I have some talent for photography and videography, singing, foreign language, art, and writing, but don’t have a passion for any of these, except for a slight flicker of passion for singing. It’s extremely tough to get myself to work on improving my skills, and figure out which skills to work on.

But I damn well better work on something I’m actually good at, or have the potential to be good at, instead of spending any more time working on things I’m naturally bad at, like learning music.

Yet still I have to daily fight a compulsion to try to learn to play music. I’ve even got loads of instruments in my room. Having a divided mind is not something I would wish on anybody. People with attention deficit problems and other issues like I have don’t make good musicians. We need to do something else. But how do we manage to work on something else, if we are stuck on what we are not good at?

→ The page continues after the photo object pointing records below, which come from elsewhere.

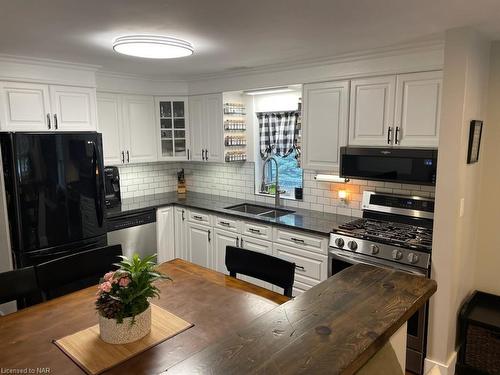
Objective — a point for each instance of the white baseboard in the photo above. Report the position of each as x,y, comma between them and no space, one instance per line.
438,368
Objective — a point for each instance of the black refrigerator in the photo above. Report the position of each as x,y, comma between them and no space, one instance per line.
54,186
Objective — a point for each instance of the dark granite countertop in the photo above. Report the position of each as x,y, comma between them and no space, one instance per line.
308,220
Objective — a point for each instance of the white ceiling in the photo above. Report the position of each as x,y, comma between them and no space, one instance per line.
228,35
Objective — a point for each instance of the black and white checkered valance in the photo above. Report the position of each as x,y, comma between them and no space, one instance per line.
278,132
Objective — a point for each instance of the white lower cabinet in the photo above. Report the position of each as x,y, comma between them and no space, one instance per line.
199,244
165,234
223,238
180,215
200,239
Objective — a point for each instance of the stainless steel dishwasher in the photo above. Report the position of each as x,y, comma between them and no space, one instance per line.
136,232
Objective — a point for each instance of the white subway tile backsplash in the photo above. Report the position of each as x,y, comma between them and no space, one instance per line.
238,181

If our passions are destructive, how do we defeat them? I suppose one way is to force ourselves to work on what we are good at. Somehow.

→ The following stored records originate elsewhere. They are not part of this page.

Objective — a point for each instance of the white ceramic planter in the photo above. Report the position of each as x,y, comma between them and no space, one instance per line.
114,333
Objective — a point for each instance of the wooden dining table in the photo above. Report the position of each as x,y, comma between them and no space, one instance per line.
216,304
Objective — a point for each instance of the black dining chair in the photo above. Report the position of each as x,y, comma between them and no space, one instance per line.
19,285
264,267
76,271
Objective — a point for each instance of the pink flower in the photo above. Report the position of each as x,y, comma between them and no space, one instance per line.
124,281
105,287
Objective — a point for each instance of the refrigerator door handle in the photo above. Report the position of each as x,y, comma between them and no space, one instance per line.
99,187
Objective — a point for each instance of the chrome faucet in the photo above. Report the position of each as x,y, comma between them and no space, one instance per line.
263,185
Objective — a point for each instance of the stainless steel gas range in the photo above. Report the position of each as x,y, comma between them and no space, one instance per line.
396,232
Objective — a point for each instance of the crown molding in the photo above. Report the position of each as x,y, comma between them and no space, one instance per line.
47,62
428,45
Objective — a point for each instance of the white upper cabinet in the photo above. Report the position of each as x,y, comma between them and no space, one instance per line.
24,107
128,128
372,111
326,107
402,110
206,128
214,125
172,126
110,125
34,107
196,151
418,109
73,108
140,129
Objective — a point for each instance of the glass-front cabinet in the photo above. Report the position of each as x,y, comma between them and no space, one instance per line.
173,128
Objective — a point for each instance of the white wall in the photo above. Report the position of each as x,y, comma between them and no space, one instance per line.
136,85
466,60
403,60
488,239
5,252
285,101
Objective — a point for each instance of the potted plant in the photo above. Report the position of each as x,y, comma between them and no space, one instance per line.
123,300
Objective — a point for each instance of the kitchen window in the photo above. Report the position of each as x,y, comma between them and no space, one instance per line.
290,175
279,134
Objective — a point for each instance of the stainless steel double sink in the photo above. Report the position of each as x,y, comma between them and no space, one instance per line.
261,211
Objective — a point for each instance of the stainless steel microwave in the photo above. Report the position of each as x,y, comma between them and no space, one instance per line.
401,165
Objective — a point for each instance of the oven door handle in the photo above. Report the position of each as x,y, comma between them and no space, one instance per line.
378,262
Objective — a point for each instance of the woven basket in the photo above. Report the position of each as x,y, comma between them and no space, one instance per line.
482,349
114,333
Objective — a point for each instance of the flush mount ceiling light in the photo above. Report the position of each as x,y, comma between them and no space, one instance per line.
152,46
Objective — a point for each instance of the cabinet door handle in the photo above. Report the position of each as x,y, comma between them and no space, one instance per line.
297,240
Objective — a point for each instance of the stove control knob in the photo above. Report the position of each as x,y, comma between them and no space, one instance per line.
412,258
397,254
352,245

There’s that old story about two wolves. A man tells his grandson that in each person there are two wolves, a good wolf and a bad wolf. The grandson asks which wolf is stronger.. which wolf will win? The grandfather replies, “the wolf you feed.”

How, if our passions are the bad wolf, do we feed the good wolf? If possible, we can avoid feeding our passions, and just barely manage to feed the good wolf one small bite at a time.

But what if there are many wolves inside us, not just two? If we have many wolves inside us, how do we know which one to feed?

The only way for me to answer these questions is to choose a few things to work on, and work on these. I have enough time in the day to dedicate myself seriously to more than one pursuit. But which ones to choose? I am not sure. I hope to figure this out. When I do, I’ll let you know.